Dear Editor,
I note in my latest Personalised Report, “The medical management of
stable angina”, that you monitor the frequency of my lipid testing.
It has been my custom not to continue annual (or more frequent) testing, on patients who have been established on statins
with good therapeutic response, in the belief that once the lipids were stable on a particular dose of statin, the blood
profile would not change significantly, that is, unless a patient were to go on a fish-and-chips binge!
Blood pressure tends to drift up with age and warrants intermittent testing, even for those patients well controlled
on antihypertensives. This I understand. Will lipids drift upwards too, even if once successfully controlled on statins?
That is: is frequent re-testing (yearly or more frequent) necessary for this group of patients, as you seem to imply
in your report?
Incidentally, in patients with initially good lipid profiles, I don’t retest frequently in the belief that, similarly,
unless their dietary habits changed drastically, their lipid profile would be unlikely to change in the short term. I
tend to retest such patients after the passage of 4-5 years.
Am I out of step with recommended practice on these points? On the one hand, I don’t want to neglect my patients.
On the other, I see no point in frequently re-testing a stable lipid profile if it is unlikely to change in the short
to medium term.
Dr Alan Kenny, General Practitioner
Tokoroa
It is appreciated that the clinical judgement of the General Practitioner and the patient’s preference are likely
to guide the need for re-testing on an individual basis, however, when developing a guideline, report or article, advice
must apply to populations.
Current New Zealand guidelines recommend annual risk assessment for patients on lipid modification.1 An
annual fasting lipid test may be used to monitor the success of statin treatment and to check and enhance compliance.2 It
may also be used to trigger a discussion with the patient about their ongoing commitment to a low cholesterol diet,
weight management and a regular exercise programme. Although these lifestyle factors can be incorporated into any consultation,
some patients may be more inclined to listen and act on preventative health care advice if there is a target to achieve
or a “bad” result to contemplate.
If a patient has achieved a “good therapeutic response” with statin treatment, annual lipid monitoring
may not necessarily help to reduce their cardiovascular risk. However, this relies on several factors - the patient
must:
- Remain compliant with statin treatment
- Continue to exercise regularly
- Make no major detrimental changes to their diet (i.e. avoid the fish and chips)

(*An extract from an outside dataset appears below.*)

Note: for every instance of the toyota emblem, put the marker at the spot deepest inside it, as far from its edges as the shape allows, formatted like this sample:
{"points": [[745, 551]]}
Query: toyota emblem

- Stay at a stable body weight
- Not develop any additional health problems that may influence exercise, diet and weight (such as osteoarthritis,
depression or a respiratory condition)
If statins are used for primary prevention (rather than secondary prevention such as in a patient with stable angina),
annual lipid testing is unnecessary.3
There is no evidence that lipid levels increase with age. However, it may help to consider the following points from
an Australian study which assessed patients at high risk of cardiovascular events on their knowledge and attitudes about
cholesterol and lipid lowering treatment. The study found that:4
- 67% of patients knew their most recent cholesterol level
- Of these patients, 69% had a total cholesterol level > 4.0 mmol/L
- 25% of patients were non-compliant with their lipid lowering medicine and 9% of this group thought they did not
have to take their medicine because their cholesterol was “under control”
- Although the majority of patients were aware of the importance of a healthy lifestyle, 85% found lifestyle changes,
such as a healthier diet and exercise, challenging
- Only 16% correctly identified high cholesterol as an important modifiable risk factor for cardiovascular disease
References
- New Zealand Guidelines Group (NZGG). New Zealand cardiovascular guidelines handbook: a summary resource for primary
care practitioners. 2nd ed. Wellington: NZGG; 2009.
- Doll H, Shine B, Kay J, et al. The rise of cholesterol testing: how much is necessary? Br J Gen Pract 2011;61(583):e81-8.
- National Institute for Health and Clinical Excellence (NICE). Lipid modification. NICE, 2008. Available from: www.nice.org.uk (Accessed
Nov, 2011).
- Carrington M, Retegan C, Johnston C, et al. Cholesterol complacency in Australia: time to revisit the basics of
cardiovascular disease prevention. J Clin Nurs. 2008;18(5):678-86.